# Access Point vs Range Expander



## novice973 (May 12, 2005)

Hi,

I am trying to boost the signal from a wireless router. When I spoke to Linksys, they suggested 3 options: access point, range expander, or high gain antenna. 

Can someone explain to me what the difference between an access point and a range expander? Is one better than the other? If I am to purchase a new equipment, I want something that can help for future endeavours. 

Thanks.


----------



## StumpedTechy (Jul 7, 2004)

Hi-gain antenna - basically an antenna that connects to any wireless device making its distance longer.

Range extenders - usually have no hardwired ethernet jack at all. They have to be within range of the original wireless device and then they "extend" the bubble.

Wireless access points - usually have an ethernet jack so they can be hardwired into an exisiting wired ethernet infrastructure. Also note some WAP's do have the ability to be used as range extenders (though usually require the intial ethernet connection to get setup).

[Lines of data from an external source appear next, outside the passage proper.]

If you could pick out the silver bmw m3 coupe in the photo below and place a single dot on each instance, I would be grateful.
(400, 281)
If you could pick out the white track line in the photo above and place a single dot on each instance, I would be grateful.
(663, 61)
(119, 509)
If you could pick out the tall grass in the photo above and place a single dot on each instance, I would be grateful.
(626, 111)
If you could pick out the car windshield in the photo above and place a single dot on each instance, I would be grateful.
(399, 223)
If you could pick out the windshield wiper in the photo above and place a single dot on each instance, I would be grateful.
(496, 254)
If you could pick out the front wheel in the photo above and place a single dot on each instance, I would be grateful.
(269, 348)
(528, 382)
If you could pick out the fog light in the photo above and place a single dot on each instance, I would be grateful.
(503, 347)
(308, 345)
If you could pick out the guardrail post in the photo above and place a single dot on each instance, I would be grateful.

As far as one being better than another it really depends on application. I am one for the WAP's/range extender combinations but then again I like wired Ethernet alot more than I care for wireless. Check out - http://www.linksys.com/products/product.asp?grid=33&scid=35&prid=608 -
Where it says - "You can also use the Wireless-G Access Point as a kind of "cable-less cable" to connect remote areas together."


----------



## dolittle (Jun 24, 2003)

Hi, I am not an expert but I just bought the Netgear Wall-Plugged Wireless Range Extender and for me it is awesome! I live in a big house with my base station upstairs on one end of the house and my wireless laptop downstairs on the other end. I had no downstairs signal at all before, but now it seems just as fast as my upstairs PC! All you do is plug the base station via ethernet cable (included) into one little box and plug it into a wall outlet near your base station. Then you plug the other little box into an outlet near your wireless computer and that's all! No software or anything! I guess it the signal passes through the wiring in your house. I think I paid around $100 for it so it isn't the cheapest solution, but to me it seems the easiest. Plus, you can move the box around to other parts of your house or even outside as needed when you move your laptop, or add other boxes to create other wireless access points. Hope this helps!


----------



## novice973 (May 12, 2005)

Thanks StumpedTechy and dolittle for the info. Before buying any new hardware, I have decided to make some reflectors (www.freeantennas.com) and see if it increases the range of the router. Since this problem is in my in-law's house, I can't test until the next visit. Will post a note once I test it out. Thanks again.


----------